The above results show that all models perform significantly better with the top 10 features selected by F-Score, than with the full features, at a 5% level of significance.

In [None]:
print(stats.ttest_rel(cv_results_dt, cv_results_knn))
print(stats.ttest_rel(cv_results_dt, cv_results_nb))
print(stats.ttest_rel(cv_results_knn, cv_results_nb))

For models based on the full features, the Decision Tree model performs significantly better than KNN and Naive Bayes models, at a 5% level of significance. KNN and Naive Bayes models perform at similar levels.

In [None]:
print(stats.ttest_rel(cv_results_dt_10, cv_results_knn_10))
print(stats.ttest_rel(cv_results_dt_10, cv_results_nb_10))
print(stats.ttest_rel(cv_results_knn_10, cv_results_nb_10))

For models based on the top 10 features selected by F-Score, the KNN model performs significantly better than the Naive Bayes model. Decision Tree performs similarily comparing with either KNN or Naive Bayes models. It is hard to decide the optimal model at this stage with only AUC score available, but based on the above performance comparison, it is clear that all models with the top 10 features perform better on the test data. Therefore, for further evaluation on accuracy, precision, recall, F1 Score and confusion matrix, I only consider models with the top 10 features.

In [None]:
pred_knn = gs_knn.predict(X_test_10)
pred_dt = gs_dt.predict(X_test_10)
X_test_10_trans = PowerTransformer().fit_transform(X_test_10)
pred_nb = gs_nb.predict(X_test_10_trans)

In [None]:
from sklearn import metrics
print("\nKNN: Confusion matrix") 
print(metrics.confusion_matrix(y_test, pred_knn))
print("\nKNN: Classification report") 
print(metrics.classification_report(y_test, pred_knn))

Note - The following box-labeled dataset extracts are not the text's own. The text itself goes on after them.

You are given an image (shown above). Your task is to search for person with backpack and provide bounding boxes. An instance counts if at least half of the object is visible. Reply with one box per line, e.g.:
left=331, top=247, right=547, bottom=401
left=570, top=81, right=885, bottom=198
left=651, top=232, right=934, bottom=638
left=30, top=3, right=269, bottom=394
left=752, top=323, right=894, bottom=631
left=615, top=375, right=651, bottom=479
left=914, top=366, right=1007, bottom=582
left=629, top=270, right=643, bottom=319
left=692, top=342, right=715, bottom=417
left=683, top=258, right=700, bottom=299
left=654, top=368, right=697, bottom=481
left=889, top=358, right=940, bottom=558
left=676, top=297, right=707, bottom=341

print("\nDT: Confusion matrix") 
print(metrics.confusion_matrix(y_test, pred_dt))
print("\nDT: Classification report") 
print(metrics.classification_report(y_test, pred_dt))

print("\nNB: Confusion matrix") 
print(metrics.confusion_matrix(y_test, pred_nb))
print("\nNB: Classification report") 
print(metrics.classification_report(y_test, pred_nb))

Suppose the school wants to predict students who are likely to fail the Mathematics course in order to give these students more support in advance. Then the recall of "0" (fail) is an important metric to consider in this case. The Decision Tree model is the most optimal one.
However, if the school wants to correctly predict students who are likely to pass in order to select good students to attend Mathematics competitions, the recall of "1" (pass) should be emphasized. Therefore, the KNN model can be the most optimal one.
In general, the Decision Tree model can be regarded as the best model in terms of the F1-score as this score is a weighted harmonic mean of precision and recall.

# Summary <a class="anchor" id="5"></a> 

The Decision Tree model based on the top 10 features selected by F-Score is the best model for prediction in this analysis, under a limited hyperparameter tuning and feature selection approach. Although there is not enough statiscal evidence to show that this Descision Tree model performs better than the other KNN and Naive Bayes models, at a 5% level of significance, it yields the highest AUC score (0.916) and F1 score (0.9). In general, all models with only the top 10 features selected by F-Score perform significantly better than those with the full features, at a 5% level of significance.

# References <a class="anchor" id="6"></a> 
* P. Cortez and A. Silva. Using Data Mining to Predict Secondary School Student Performance. In A. Brito and J. Teixeira Eds., Proceedings of 5th FUture BUsiness TEChnology Conference (FUBUTEC 2008) pp. 5-12, Porto, Portugal, April, 2008, EUROSIS, ISBN 978-9077381-39-7.